I think the general use case sounds reasonable. One quick comment - the Time Lag issue for Mal's restaurant seems to be more of a thing/entity issue to me - "Mal's restaurant" is ill-defined and represents two restaurants - those run by Jr and senior. While things like address are stable for both, quality is not and hence we need entities to distinguish the two. Just to make it clearer that it isn't just a time issue - suppose you try to find 'people like you' to decide whether you trust their reviews - you need to know which 'Mal's' they are reviewing but the old reviews are still useful in comparing the tastes of those who went to 'Mal Sr's'... none of this invalidates the point that there is an issue, it's just about how to characterize it.

 Jim

> -----Original Message-----
> From: public-prov-wg-request@w3.org [mailto:public-prov-wg-
> request@w3.org] On Behalf Of Sandro Hawke
> Sent: Wednesday, September 21, 2011 12:55 AM
> To: public-rdf-prov@w3.org
> Cc: public-rdf-wg; Provenance WG
> Subject: Unifying RDF Provenance Use Case: Trust
> 
> [Please reply to public-rdf-prov@w3.org, not either WG lists.  If you're
> interested in seeing replies, please subscribe to that list or read its archives
> [3].]
> 
> During the joint RDF/Provenance task force call last week [0], I agreed to
> draft a single, concrete use case for this work.  At the time, I had forgotten
> about the Graphs Use Cases page [1], and no one mentioned it.  So I spent
> some time thinking about it, and talking to Eric Prud'hommeaux.  I haven't
> yet gone through [1] to determine how each of those relates to this analysis,
> and I'm headed into a meeting that will probably stop me returning to this
> for a while.  So I'm going to just send this now.
> 
> It seems to me the driving use case here is the desire to glean usable
> information from imperfect sources.  Reduced to a single word, the use case
> is Trust.  In TimBL's now-ancient Layer Cake vision for the Semantic Web,
> the top layer is "Web of Trust" or just "Trust" [2].  How can people act based
> on information they find, when that information might be not be right? How
> can the system itself help us know what to trust?  Is it possible to make
> parts of a system more trustworthy than the elements on which they rely?
> (I think Google has convinced everyone that can be done; can it be done in an
> open/interoperable way?)
> 
> Here's my minimal concrete use case:
> 
>    Alice wants to find a good, local seafood restaurant.  She has many
>    ways to find restaurant reviews in RDF -- some embedded in people's
>    blogs, some exported from sites which help people author reviews,
>    some exported from sites which extract and aggregrate reviews from
>    other sites -- and she'd like to know which sources she can trust.

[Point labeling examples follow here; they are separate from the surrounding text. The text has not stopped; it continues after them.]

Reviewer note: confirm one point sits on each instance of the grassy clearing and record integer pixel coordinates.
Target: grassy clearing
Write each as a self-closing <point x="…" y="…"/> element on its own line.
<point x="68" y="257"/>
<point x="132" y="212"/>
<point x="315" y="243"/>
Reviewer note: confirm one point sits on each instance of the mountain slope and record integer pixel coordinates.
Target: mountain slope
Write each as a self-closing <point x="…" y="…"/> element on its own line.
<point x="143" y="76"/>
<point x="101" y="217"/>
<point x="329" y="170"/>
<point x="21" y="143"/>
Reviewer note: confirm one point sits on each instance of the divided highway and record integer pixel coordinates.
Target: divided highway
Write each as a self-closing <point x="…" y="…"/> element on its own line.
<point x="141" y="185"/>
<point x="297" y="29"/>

>    Actually, she'd like the computer to do that for her, and just
>    analyze the trustworthy data.  Is there a way the Web can convey
>    metadata about those reviews that lets software assess the relative
>    reliability of the different sources?
> 
> That's the short version.  For the rest of this message, I'm going to:
> 
>    1.  Explore reasons the data might not be trustworthy.  Trust isn't
>        just about lies; it's about all the reasons data might be
>        imperfect.
> 
>    2.  Explore other application domains, showing how the same issues
>        arise.  This isn't just about seafood restaurants, of course,
>        or even just about consumers making choices. It's also about
>        medical research, political processes, corporate IT, etc.
> 
>    3.  A few thoughts about solutions.  It's what you'd probably
>        expect; we need a way in RDF to convey the kind of information
>        needed to determine the trustworthiness of other RDF
>        sources. We need to be able to talk about particular
>        statements, about particular curated collections of statements,
>        and about the people and organizations behind those statements
>        and databases.
> 
> == (1) Some Reasons Data Is Imperfect ==
> 
> There are many reasons why information found in RDF might not be
> trustworthy.  In many cases it is still useful and may be the best information
> available.  For simplicity, the reasons are here applied first to the classic
> example problem of selecting a seafood restaurant.  The reasons have much
> wider applicability, however, and more application domains are explored in
> section 2.
> 
>     DECEPTION: Alice is trying to find the best local seafood
>     restaurant using reviews posted by various earlier patrons.  One
>     restaurant, Mal's Mollusks, attempts to trick her by posting many
>     positive reviews using fake identities.
> 
>     ERROR: Errol tries to post of glowing review of his favorite
>     restaurant, Mel's Mellon Soups, but accidentally files it under
>     Mal's.  Alice might be led down the wrong path (to eating at
>     Mal's) by Errol's mistake.
> 
>     SIMPLIFICATION: Simon makes a point of trying a new restaurant
>     every day, but doesn't like to keep detailed records.  After a
>     while, he comes to the opinion that all the Seafood restaurants in
>     town are really quite good.  One day, while visiting a restaurant
>     review site, he quickly rates them all as such, without bothering
>     to notice that he's never even tried Mal's.  (He wouldn't consider
>     this a mistake; for his purposes, this was good enough data.)
> 
>     TIME LAG: Mal is actually Mal Jr, having taken over the restaurant
>     from his father, Mal Sr.  Mal Sr ran a great restaurant (the
>     finest squid dumplings in Texas), but it's gone steeply downhill
>     his since Mal Jr took over.  Some of the reviews from the old days
>     still rightly glow about Mal Sr's restaurant.
> 
>     SUBJECTIVITY: Some people actually like Mal Jr's cooking.  There's no
>     accounting for taste, but perhaps the other things these people
>     like, if Alice knew about them, could give her some clue to
>     disregard their high opinion of Mal's.
> 
> This list of five reasons is not meant to be exhaustive; it's just all I could
> think of today.
> 
> == (2) Some Other Problem Domains ==
> 
> Trust reasoning comes up in many other problems domain, of course.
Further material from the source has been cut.